The city as a space of multiplicity
The diversification of inequalities and hierarchies
Transnational and local comparisons and the status trajectories of newcomers who selectively move through layered and intersecting status hierarchies of origin, race, class, gender, and religion become compressed in the heterogeneous social lives of cities and their inhabitants. The project addresses
three interconnected dimensions:
three interconnected dimensions:
- It explores the emergence of new urban infrastructures upon the arrival of migrant newcomers (Heil 2018, 2020 accepted). Diverse migrant-specific, social and material infrastructural components become intertwined with each other. Migrant newcomers also interweave themselves and their collective resources with infrastructure components that pre-exist within a given urban fabric. Such complex infrastructuring practices become constitutive of new urban realities.
- The project reveals the social practices of reflection, evaluation, imagination, and sensing that produce meaning from historically grown but changing contemporary configurations of valued difference as they happen upon the arrival of newcomers to a city. They mobilise well-known categories of an intersectional analysis—mainly, but not exclusively, race, class, gender, and religion—while at the same time questioning discourses of marginality (e.g., Heil 2020, 2019). Making otherwise hidden urban experiences intelligible adds analytical depth and detail to the theoretical thought on the urban. It challenges the power of homogenizing and simplifying narratives of urban stratification and inequality that a city like Rio de Janeiro predominantly produces (Heil under review).

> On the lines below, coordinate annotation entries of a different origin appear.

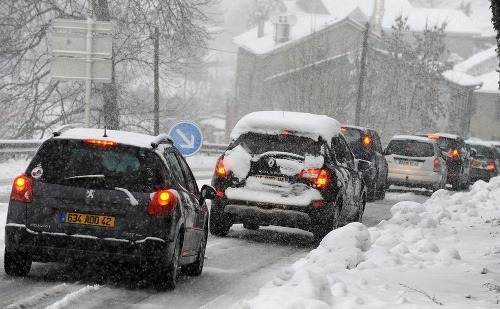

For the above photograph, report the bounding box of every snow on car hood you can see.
[224,145,324,206]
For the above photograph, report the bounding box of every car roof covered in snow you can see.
[391,135,436,144]
[54,128,172,148]
[231,111,340,145]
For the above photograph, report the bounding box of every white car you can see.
[384,135,447,191]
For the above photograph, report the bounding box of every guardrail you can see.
[0,139,227,157]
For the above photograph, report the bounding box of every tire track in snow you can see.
[45,284,101,309]
[5,283,68,309]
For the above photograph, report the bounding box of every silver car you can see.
[384,135,447,191]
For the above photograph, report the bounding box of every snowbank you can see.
[235,177,500,309]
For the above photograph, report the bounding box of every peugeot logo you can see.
[87,190,95,198]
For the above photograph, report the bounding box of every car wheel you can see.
[243,223,259,231]
[3,249,31,277]
[210,211,233,237]
[156,232,181,291]
[183,224,208,276]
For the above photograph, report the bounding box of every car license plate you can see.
[398,160,418,166]
[61,212,116,227]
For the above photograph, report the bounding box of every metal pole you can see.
[154,27,160,135]
[354,23,370,126]
[83,18,94,128]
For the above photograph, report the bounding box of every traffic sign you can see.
[168,121,203,157]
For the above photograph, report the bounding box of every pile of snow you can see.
[231,111,340,144]
[236,177,500,309]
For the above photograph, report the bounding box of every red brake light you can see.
[299,168,330,188]
[147,190,176,216]
[83,138,117,147]
[486,162,497,171]
[363,135,372,147]
[215,158,227,178]
[10,175,33,203]
[448,148,460,159]
[434,157,439,172]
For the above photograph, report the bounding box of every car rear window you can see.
[230,133,321,156]
[26,139,162,192]
[386,140,435,157]
[471,145,496,158]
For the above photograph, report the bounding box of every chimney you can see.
[257,18,264,38]
[275,15,290,44]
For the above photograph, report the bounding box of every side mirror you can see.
[199,185,215,204]
[357,159,372,172]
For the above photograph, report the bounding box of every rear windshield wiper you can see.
[61,174,105,180]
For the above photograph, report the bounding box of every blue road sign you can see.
[168,121,203,157]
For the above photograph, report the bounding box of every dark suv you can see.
[210,112,369,240]
[416,133,471,190]
[4,125,215,289]
[341,125,388,202]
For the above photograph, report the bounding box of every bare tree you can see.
[0,0,218,137]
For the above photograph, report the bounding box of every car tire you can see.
[243,223,259,231]
[3,249,32,277]
[183,224,208,276]
[210,211,233,237]
[156,232,181,291]
[356,194,366,223]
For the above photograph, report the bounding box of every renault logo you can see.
[87,190,95,198]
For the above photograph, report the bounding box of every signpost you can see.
[51,18,113,127]
[168,121,203,157]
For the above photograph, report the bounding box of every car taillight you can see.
[448,148,460,159]
[10,175,33,203]
[299,168,330,188]
[434,158,439,172]
[362,135,372,147]
[147,190,176,216]
[215,158,227,178]
[486,162,497,171]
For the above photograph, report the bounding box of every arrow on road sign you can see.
[175,129,194,148]
[168,121,203,157]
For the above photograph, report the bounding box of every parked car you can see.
[384,135,447,191]
[465,140,500,182]
[4,128,215,289]
[489,141,500,154]
[416,133,471,190]
[341,125,388,202]
[210,111,370,240]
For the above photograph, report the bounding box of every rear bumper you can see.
[387,172,443,189]
[5,224,175,263]
[216,203,333,230]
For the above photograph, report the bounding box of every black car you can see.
[465,140,500,182]
[210,111,369,240]
[416,133,471,190]
[341,125,388,202]
[4,128,215,289]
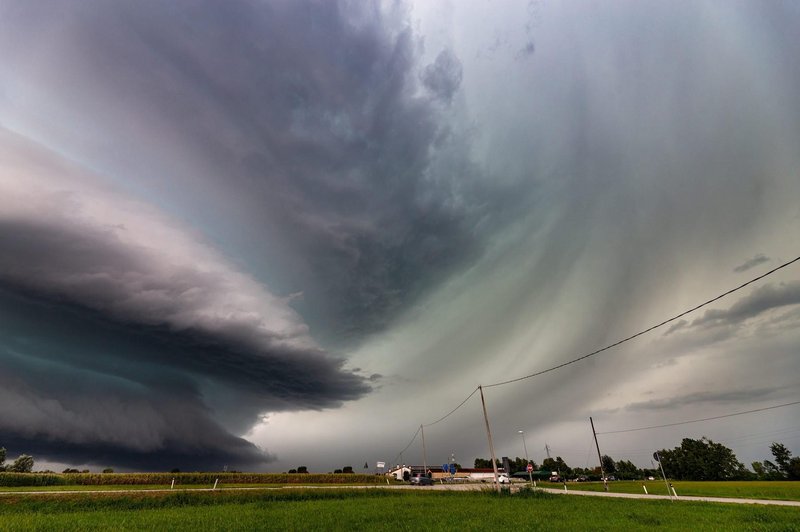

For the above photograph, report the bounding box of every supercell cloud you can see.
[0,2,485,468]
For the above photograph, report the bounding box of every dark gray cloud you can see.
[3,1,511,344]
[691,281,800,327]
[0,218,369,469]
[733,253,770,273]
[422,50,463,102]
[0,1,513,467]
[623,388,785,412]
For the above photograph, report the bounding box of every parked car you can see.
[411,475,433,486]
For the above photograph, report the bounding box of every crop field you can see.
[538,480,800,501]
[0,488,800,531]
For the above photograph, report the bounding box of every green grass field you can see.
[538,480,800,501]
[0,489,800,531]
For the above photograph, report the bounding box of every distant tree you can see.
[616,460,644,480]
[764,442,800,480]
[769,442,792,475]
[751,460,784,480]
[658,436,747,480]
[6,454,33,473]
[600,454,617,475]
[786,456,800,480]
[475,458,500,469]
[542,456,572,476]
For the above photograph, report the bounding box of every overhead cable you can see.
[483,252,800,386]
[597,401,800,435]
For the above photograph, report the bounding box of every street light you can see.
[517,430,533,485]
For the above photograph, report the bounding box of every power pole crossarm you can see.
[589,416,608,491]
[478,386,500,493]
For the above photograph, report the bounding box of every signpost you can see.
[653,451,672,500]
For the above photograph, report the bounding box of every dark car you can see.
[411,475,433,486]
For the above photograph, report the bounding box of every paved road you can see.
[0,483,800,508]
[539,488,800,507]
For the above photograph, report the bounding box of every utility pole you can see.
[517,430,533,486]
[419,425,428,476]
[478,386,500,493]
[589,416,608,491]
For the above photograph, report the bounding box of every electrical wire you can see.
[423,388,478,427]
[597,401,800,436]
[483,257,800,386]
[394,425,422,464]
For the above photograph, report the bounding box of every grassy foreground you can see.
[539,480,800,501]
[0,489,800,531]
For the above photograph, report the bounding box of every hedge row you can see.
[0,473,385,486]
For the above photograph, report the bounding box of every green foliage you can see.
[658,437,747,480]
[616,460,644,480]
[0,473,385,487]
[6,454,33,473]
[542,456,572,476]
[0,490,797,531]
[769,442,792,474]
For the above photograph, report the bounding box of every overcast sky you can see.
[0,0,800,472]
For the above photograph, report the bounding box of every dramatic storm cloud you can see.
[0,0,800,470]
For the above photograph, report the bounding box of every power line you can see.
[423,388,478,427]
[483,252,800,386]
[394,425,422,464]
[598,401,800,434]
[394,388,478,463]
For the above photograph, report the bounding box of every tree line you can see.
[0,447,33,473]
[475,436,800,480]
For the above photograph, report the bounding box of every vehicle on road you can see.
[411,475,433,486]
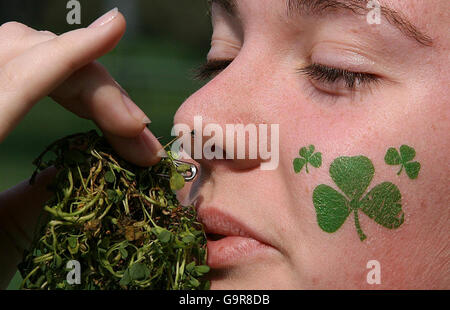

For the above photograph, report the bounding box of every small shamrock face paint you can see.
[294,145,322,173]
[384,145,420,180]
[313,156,404,241]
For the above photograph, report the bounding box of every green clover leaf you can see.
[384,145,420,180]
[294,145,322,173]
[313,156,404,241]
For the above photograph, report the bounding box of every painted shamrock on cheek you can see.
[294,145,322,173]
[313,156,404,241]
[384,145,420,180]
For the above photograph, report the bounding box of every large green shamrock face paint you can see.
[313,156,404,241]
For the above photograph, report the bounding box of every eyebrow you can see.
[208,0,433,46]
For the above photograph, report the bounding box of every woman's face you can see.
[175,0,450,289]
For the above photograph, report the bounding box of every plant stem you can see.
[353,209,367,241]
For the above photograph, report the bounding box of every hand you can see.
[0,9,162,288]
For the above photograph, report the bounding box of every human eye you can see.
[195,59,233,81]
[298,63,381,95]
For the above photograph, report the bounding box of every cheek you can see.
[280,96,449,289]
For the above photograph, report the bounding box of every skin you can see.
[175,0,450,289]
[0,0,450,289]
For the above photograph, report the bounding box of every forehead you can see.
[214,0,450,45]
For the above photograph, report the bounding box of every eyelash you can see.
[298,64,380,90]
[195,59,380,90]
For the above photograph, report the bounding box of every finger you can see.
[51,63,162,167]
[0,22,57,66]
[0,7,137,141]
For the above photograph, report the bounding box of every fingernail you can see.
[121,93,152,124]
[88,8,119,28]
[141,128,161,157]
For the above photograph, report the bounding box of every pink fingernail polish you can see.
[88,8,119,28]
[122,93,152,125]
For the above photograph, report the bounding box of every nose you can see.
[174,59,277,170]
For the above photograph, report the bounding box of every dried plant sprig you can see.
[19,131,209,290]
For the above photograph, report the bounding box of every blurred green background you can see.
[0,0,211,289]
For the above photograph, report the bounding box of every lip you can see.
[198,207,273,269]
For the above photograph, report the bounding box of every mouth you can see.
[198,207,273,269]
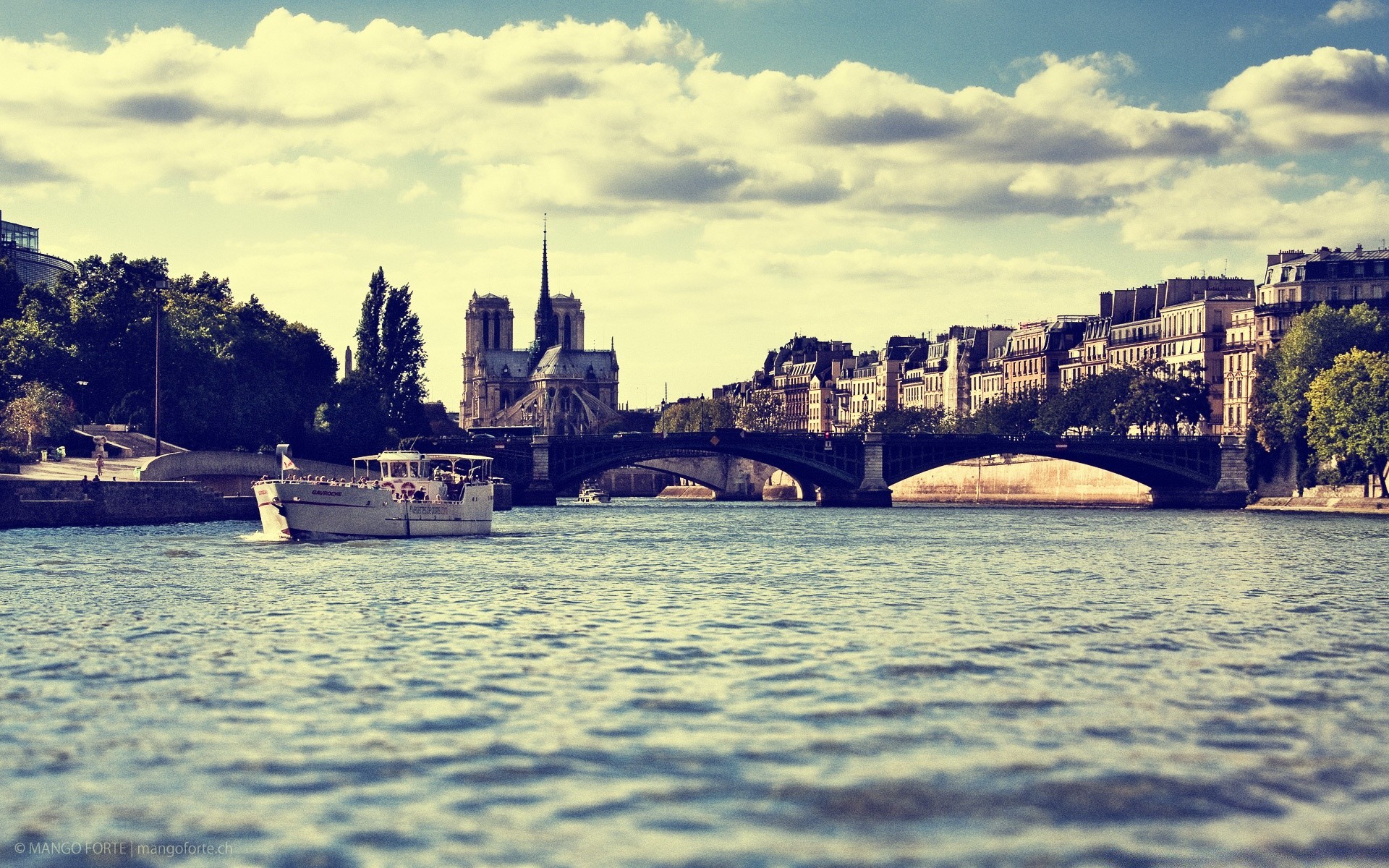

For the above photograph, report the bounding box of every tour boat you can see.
[254,450,493,539]
[578,479,613,503]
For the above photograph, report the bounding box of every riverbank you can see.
[0,477,257,529]
[1244,495,1389,516]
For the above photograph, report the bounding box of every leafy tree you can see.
[4,383,77,451]
[1114,359,1210,435]
[357,268,429,436]
[857,407,946,433]
[655,397,735,433]
[314,376,394,461]
[734,389,790,433]
[1250,304,1389,453]
[0,254,338,448]
[1307,350,1389,492]
[0,260,24,320]
[951,389,1043,436]
[357,267,391,375]
[1037,367,1137,435]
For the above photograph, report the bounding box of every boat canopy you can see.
[352,448,492,480]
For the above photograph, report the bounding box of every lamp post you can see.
[154,278,169,457]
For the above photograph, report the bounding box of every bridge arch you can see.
[883,435,1221,492]
[546,430,862,490]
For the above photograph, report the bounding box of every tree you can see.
[859,407,946,433]
[1250,304,1389,451]
[1307,350,1389,493]
[357,268,428,436]
[4,383,77,451]
[357,267,391,375]
[1114,359,1210,435]
[0,258,24,320]
[655,397,735,433]
[1037,367,1137,436]
[951,389,1043,436]
[0,254,338,448]
[314,376,391,461]
[734,389,790,433]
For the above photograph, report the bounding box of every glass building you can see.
[0,209,75,284]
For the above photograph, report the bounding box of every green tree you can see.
[0,258,24,320]
[0,254,338,448]
[357,267,391,376]
[1250,304,1389,451]
[357,268,429,436]
[732,389,790,433]
[4,383,77,451]
[1307,349,1389,493]
[314,376,396,461]
[1037,367,1137,435]
[857,407,946,433]
[950,389,1043,436]
[655,397,735,433]
[1114,359,1210,435]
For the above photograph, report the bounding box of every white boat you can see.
[578,479,613,503]
[252,450,493,539]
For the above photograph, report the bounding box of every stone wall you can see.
[0,479,257,528]
[892,456,1152,506]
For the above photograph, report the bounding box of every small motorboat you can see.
[578,479,613,503]
[252,450,493,539]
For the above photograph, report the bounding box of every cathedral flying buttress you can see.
[459,226,618,435]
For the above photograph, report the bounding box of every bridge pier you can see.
[515,435,556,507]
[1153,438,1249,510]
[815,430,892,509]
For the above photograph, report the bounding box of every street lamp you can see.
[154,278,169,457]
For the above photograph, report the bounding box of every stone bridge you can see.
[494,429,1249,507]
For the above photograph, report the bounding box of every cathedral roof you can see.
[530,346,616,379]
[475,350,530,378]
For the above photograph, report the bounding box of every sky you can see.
[0,0,1389,407]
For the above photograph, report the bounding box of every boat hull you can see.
[254,480,493,540]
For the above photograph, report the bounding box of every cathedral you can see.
[459,234,618,435]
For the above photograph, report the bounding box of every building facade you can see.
[1001,315,1087,394]
[0,209,77,285]
[459,230,618,435]
[1221,307,1257,435]
[1254,244,1389,353]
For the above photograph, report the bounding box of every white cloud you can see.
[8,9,1389,396]
[396,181,435,204]
[0,9,1238,216]
[1327,0,1385,24]
[189,157,386,207]
[1210,48,1389,150]
[1110,163,1389,250]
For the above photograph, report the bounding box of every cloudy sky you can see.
[0,0,1389,406]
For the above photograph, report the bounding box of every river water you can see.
[0,501,1389,868]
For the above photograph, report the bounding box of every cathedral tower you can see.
[462,287,512,348]
[535,219,560,354]
[551,296,583,350]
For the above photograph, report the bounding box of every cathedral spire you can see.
[532,218,560,355]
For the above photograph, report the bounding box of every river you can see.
[0,501,1389,868]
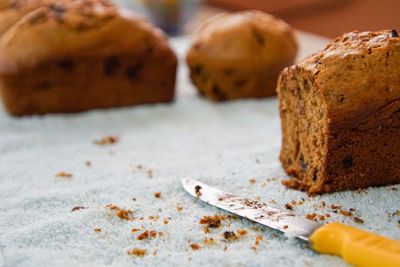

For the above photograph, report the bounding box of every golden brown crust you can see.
[0,0,177,115]
[278,30,400,194]
[298,30,400,126]
[187,11,297,101]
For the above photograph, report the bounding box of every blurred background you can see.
[114,0,400,37]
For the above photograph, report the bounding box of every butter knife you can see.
[182,178,400,267]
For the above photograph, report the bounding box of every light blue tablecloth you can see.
[0,29,400,266]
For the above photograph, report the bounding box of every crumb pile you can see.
[0,31,400,267]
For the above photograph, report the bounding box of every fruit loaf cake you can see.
[278,30,400,194]
[187,11,297,101]
[0,0,177,115]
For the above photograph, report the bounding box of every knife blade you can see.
[182,178,400,267]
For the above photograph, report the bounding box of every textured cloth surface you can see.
[0,31,400,266]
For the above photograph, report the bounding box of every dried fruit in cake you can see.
[186,11,297,101]
[0,0,177,115]
[278,30,400,193]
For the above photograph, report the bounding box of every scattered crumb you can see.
[222,231,238,241]
[71,206,86,212]
[106,204,133,221]
[306,213,317,221]
[236,229,248,235]
[128,248,147,257]
[136,164,143,170]
[251,235,263,251]
[285,203,293,210]
[194,185,201,197]
[136,230,157,240]
[339,209,353,217]
[136,230,149,240]
[199,215,226,228]
[149,230,157,238]
[55,172,73,178]
[115,210,132,221]
[204,237,215,245]
[353,217,364,223]
[94,135,119,146]
[331,205,342,210]
[190,243,201,250]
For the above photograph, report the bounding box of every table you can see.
[0,23,400,266]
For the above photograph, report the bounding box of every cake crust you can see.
[0,0,177,115]
[186,11,297,101]
[278,30,400,194]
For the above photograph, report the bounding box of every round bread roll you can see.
[186,11,298,101]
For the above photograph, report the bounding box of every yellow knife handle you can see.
[310,223,400,267]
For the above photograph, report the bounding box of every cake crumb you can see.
[128,248,147,257]
[55,172,73,178]
[236,229,248,236]
[136,230,149,240]
[222,231,238,241]
[353,217,364,223]
[285,203,293,210]
[251,235,263,251]
[71,206,86,212]
[339,209,353,217]
[176,205,183,211]
[190,243,201,250]
[149,230,157,238]
[106,204,133,221]
[199,215,226,228]
[194,185,201,197]
[306,212,317,221]
[94,135,119,146]
[204,237,215,245]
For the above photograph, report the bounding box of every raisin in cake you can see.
[0,0,177,115]
[278,30,400,193]
[187,11,297,101]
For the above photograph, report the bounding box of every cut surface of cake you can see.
[278,30,400,194]
[0,0,177,115]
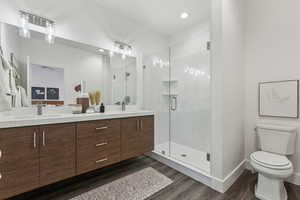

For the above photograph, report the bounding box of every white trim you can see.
[213,159,247,193]
[146,152,247,193]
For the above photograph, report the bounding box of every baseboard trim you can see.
[213,160,247,193]
[146,152,247,193]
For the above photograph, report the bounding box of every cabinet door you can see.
[40,124,76,186]
[140,116,154,153]
[121,117,141,160]
[0,127,39,199]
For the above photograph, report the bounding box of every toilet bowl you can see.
[250,151,293,200]
[250,124,296,200]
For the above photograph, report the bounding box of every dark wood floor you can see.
[11,156,300,200]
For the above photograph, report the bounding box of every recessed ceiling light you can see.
[180,12,190,19]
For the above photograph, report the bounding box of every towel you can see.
[18,86,30,107]
[0,53,11,70]
[0,56,11,111]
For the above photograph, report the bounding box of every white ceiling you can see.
[95,0,211,36]
[5,0,211,43]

- The project significantly contributes to developing my analytical thought on conviviality as minimal sociality (Heil 2020). The empirical insights into how people live together despite seemingly unbridgeable differences (e.g., Heil 2019, 2019, 2020) inspires the conceptional provocation of convivial disintegration (Heil/Meissner 2020) that challenges the hegemonic location of integration in European thinking on the arrival of migrants.